As President Dilma Rousseff's administration wrestles with fallout from a corruption probe and what appears to be the nation's harshest recession ever, plans to curb excess pension benefits and simplify the tax code have been put on the backburner, said Roberto Setubal, chief executive of Itaú Unibanco Holding SA.
Speaking at an event organised by students of the University of São Paulo's economics department, Setubal said the government's ability to pull Brazil from recession has been severely hampered by years of erratic policy decisions and the corruption probe.
"In Brazil, everything is possible but nothing is probable, driving uncertainty to unbearable levels while hurting the economy," Setubal said. "This government was elected to maintain the status quo, not to change it."
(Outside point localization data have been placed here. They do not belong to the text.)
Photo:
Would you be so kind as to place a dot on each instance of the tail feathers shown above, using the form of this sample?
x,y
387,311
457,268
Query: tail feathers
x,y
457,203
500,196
Investors have bought up Brazilian bonds and stocks over the past week because of the increasing likelihood that Rousseff may be removed. Over a million people marched in demonstrations across Brazil on Sunday, calling for Rousseff's ouster and voicing support for the probe, which is investigating money-laundering and bribery at state-controlled firms.
Companies have gone on the defensive to survive the crisis, and many face painful debt restructurings, José Olympio Pereira, who heads Credit Suisse (SIX:CSGN) Group AG's Brazilian unit, said at the same event. The ongoing wave of pessimism is "the worst I've seen in my 30 years of market career," he added, speaking in Portuguese.
Itaú, Latin America's No. 1 bank by market value, has curbed costs, turned extra cautious on lending and grown fee-related income to mitigate the impact of the recession, Setubal added. Investment to expand Itaú's business has been traded for spending in efficiency-enhancing activities like technology, he added.
Brazilian citizens should avoid electing "messianic" leaders who portray themselves as saviours promising to fix the country's problems without a realistic plan, Setubal said.
In turn, Credit Suisse's Pereira stressed the necessity of building political leaderships capable of educating voters of the need to fix the pension, tax and labour codes to make the nation's finances sustainable over time.